For a first feature, it’s a very assured piece of work. You can see the themes of friendship that runs through this with his later Oscar winner. There’s also the effects of war on those who have fought in them. The Deer Hunter concentrated on the Vietnam War while here, the main character is a hero during the Korean War. The only difference is that in the Robert De Niro starrer, it’s the traumatic effects, while here it’s not having the finance and so having to turn to a life of crime.

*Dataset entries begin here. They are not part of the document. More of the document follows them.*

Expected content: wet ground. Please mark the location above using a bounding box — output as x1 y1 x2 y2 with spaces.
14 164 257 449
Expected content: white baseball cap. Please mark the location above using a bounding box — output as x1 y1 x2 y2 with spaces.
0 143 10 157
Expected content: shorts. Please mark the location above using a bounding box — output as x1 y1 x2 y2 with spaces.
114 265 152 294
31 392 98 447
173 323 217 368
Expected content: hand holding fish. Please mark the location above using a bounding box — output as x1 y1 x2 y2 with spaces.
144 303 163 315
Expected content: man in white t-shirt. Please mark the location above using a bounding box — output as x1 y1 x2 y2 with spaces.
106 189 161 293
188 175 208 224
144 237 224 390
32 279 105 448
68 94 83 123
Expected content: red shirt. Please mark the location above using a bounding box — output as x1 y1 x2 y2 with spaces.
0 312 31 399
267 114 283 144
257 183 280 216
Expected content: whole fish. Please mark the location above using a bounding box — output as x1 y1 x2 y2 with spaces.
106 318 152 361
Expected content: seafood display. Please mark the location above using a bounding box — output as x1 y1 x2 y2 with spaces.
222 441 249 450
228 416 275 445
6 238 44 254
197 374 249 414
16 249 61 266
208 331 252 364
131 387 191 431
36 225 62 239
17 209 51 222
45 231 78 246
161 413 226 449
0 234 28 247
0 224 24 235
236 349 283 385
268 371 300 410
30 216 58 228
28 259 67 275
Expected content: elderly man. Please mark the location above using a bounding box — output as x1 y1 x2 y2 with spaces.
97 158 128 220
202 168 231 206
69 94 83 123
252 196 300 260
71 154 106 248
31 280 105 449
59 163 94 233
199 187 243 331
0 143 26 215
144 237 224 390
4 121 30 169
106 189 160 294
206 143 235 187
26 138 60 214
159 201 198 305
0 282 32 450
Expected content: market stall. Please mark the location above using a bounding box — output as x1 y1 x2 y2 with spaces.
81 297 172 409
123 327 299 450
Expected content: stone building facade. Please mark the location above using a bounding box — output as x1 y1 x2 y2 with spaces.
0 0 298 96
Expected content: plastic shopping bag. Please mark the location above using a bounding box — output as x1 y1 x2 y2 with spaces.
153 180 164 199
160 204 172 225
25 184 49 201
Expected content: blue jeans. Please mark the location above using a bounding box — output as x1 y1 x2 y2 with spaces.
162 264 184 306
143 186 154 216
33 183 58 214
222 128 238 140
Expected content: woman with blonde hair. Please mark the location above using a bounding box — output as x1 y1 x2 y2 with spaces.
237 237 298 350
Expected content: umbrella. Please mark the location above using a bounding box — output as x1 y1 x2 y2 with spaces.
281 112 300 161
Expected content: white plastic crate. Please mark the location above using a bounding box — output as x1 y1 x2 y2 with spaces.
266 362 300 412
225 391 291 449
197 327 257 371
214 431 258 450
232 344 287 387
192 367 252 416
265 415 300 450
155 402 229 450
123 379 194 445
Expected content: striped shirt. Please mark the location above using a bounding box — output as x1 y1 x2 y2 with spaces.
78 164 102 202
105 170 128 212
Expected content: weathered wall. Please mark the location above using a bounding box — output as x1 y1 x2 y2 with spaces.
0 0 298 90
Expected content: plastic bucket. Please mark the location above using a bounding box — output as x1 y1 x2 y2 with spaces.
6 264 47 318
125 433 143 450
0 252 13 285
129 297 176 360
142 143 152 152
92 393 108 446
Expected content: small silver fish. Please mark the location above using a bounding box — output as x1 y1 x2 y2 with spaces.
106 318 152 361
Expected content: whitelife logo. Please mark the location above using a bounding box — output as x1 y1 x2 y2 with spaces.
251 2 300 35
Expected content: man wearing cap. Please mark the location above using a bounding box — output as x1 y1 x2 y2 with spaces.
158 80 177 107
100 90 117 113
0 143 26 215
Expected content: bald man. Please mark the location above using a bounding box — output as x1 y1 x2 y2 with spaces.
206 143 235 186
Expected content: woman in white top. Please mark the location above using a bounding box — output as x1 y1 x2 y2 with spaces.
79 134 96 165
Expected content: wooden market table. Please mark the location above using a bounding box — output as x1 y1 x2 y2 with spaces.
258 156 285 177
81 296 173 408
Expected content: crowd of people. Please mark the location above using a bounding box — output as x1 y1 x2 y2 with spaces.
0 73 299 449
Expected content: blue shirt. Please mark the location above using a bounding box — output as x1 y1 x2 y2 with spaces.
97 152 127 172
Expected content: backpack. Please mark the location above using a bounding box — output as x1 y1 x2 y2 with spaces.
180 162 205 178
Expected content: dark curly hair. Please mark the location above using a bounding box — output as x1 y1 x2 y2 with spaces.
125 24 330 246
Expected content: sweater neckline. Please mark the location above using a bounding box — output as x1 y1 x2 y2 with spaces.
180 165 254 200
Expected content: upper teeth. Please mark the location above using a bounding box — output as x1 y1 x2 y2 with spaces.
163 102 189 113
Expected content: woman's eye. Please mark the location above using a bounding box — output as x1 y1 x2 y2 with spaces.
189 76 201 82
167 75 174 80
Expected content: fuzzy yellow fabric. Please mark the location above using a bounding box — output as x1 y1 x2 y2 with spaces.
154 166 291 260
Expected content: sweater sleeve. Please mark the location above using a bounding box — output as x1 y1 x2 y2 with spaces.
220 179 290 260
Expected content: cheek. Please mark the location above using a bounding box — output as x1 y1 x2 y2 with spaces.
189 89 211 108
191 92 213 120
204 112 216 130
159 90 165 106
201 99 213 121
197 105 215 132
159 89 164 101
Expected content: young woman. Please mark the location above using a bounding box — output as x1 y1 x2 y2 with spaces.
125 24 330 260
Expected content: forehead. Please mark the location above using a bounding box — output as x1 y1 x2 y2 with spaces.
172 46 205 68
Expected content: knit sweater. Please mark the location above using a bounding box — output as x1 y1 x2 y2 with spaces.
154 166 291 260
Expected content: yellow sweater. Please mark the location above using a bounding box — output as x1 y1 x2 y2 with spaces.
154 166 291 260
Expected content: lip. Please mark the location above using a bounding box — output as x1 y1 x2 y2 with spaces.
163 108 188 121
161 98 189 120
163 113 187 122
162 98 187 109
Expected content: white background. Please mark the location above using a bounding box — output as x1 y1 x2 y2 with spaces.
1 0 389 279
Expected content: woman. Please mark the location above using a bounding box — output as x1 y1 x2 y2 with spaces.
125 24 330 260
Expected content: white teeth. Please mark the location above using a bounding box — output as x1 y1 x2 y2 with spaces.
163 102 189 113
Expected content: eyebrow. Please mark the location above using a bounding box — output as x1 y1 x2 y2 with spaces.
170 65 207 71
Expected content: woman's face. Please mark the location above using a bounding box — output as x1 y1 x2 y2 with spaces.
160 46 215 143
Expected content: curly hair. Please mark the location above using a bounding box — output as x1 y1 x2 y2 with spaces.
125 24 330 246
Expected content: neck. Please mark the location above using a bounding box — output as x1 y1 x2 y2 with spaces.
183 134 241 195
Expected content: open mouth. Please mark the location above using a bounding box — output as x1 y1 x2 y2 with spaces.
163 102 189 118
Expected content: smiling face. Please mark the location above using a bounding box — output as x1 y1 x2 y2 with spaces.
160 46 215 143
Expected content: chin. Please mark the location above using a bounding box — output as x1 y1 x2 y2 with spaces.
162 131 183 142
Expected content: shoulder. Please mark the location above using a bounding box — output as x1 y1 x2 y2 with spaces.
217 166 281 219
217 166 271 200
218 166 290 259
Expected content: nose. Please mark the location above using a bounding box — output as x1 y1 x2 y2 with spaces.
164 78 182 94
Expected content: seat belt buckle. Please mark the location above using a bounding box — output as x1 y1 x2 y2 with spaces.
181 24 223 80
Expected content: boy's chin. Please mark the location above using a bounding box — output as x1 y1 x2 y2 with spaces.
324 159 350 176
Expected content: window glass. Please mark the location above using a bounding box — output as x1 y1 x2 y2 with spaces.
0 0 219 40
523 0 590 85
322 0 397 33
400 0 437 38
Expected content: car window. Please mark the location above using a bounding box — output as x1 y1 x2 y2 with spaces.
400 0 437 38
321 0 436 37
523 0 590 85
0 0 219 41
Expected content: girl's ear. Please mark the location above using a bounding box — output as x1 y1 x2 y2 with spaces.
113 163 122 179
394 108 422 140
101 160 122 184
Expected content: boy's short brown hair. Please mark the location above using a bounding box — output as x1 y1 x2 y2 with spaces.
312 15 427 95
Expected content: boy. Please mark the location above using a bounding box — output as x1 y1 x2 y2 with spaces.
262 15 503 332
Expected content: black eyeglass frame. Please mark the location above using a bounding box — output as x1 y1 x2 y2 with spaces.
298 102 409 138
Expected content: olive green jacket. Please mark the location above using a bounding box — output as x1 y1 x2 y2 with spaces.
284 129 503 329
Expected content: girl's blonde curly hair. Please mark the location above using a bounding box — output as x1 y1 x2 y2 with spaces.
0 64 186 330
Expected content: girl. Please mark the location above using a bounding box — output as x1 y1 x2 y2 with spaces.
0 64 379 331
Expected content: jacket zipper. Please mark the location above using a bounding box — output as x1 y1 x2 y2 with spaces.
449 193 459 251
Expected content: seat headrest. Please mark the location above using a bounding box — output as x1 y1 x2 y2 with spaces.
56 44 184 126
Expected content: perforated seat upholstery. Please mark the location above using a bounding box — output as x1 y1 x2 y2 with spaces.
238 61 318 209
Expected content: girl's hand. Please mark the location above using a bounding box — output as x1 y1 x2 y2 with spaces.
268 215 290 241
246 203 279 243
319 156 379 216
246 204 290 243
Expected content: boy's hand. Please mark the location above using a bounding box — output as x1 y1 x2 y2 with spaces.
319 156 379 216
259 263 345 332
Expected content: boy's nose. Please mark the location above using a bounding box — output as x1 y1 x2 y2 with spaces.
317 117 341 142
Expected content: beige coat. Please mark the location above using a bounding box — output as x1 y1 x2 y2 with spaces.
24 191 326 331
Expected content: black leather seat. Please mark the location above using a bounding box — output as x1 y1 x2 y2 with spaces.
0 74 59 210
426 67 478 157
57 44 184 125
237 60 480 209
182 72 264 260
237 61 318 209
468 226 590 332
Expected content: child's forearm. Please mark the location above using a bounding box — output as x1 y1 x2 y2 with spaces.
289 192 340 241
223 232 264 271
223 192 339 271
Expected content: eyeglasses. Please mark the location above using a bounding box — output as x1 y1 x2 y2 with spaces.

Cimino has created an interesting crime caper and while it’s very traditional in its execution, it’s more a character study and in particular the growing relationship between the older and wiser Thunderbolt and energetic, enthusiastic Lightfoot. These two men form a bond almost immediately and it develops nicely, even to the point that many have written there could be a love story underneath the criminal activity. Is Lightfoot, in fact, homosexual? He may have picked up Melody but we never see him actually with the girl. We see him staring at a naked woman but very little reaction. He even enjoys dressing as a woman to seduce the telegraph worker, telling himself he’s beautiful.

What makes this relationship work is that it is very ambiguous. It’s all done so subtly that you might even miss the nuances and the looks. There is a certain amount of care going on. When Red tells Thunderbolt that he will kill the kid, Thunderbolt instantly sends the threat back.

The performances are universally good. Eastwood, as Thunderbolt, has never looked so relaxed. Playing completely against type (again as he often did during the height of his career) as an anti-hero, a medal winning veteran who has turned to crime, really seems to be enjoying himself. It was said that Cimino had told co-star Jeff Bridges to make Eastwood laugh on and off the set, which he did and it shows on-screen. It’s nice to see Eastwood not as intense.

George Kennedy is also on fine form as the violent, angry Red, with a brutal manner but obviously lacking in any female companion, as he almost drools when listening to Lightfoot’s story of the naked woman. Eastwood regular, Geoffrey Lewis is fun as the put-upon Goody, bringing some light relief.

It’s Bridges who manages to steal the film from everyone. As Lightfoot, he brings plenty of energy and even when he comes across as annoying, it doesn’t last long. He has so much charm that you cannot help but like him. After some more serious roles before hand, this opened the door for Bridges to show he is more than capable to play lighter roles. He also won his second Oscar nomination for best supporting actor.

Thunderbolt And Lightfoot has stood the test of time. It is beautifully shot and well acted and the kind of film that Hollywood refuses to make anymore. So cherish this and see how films really should be made.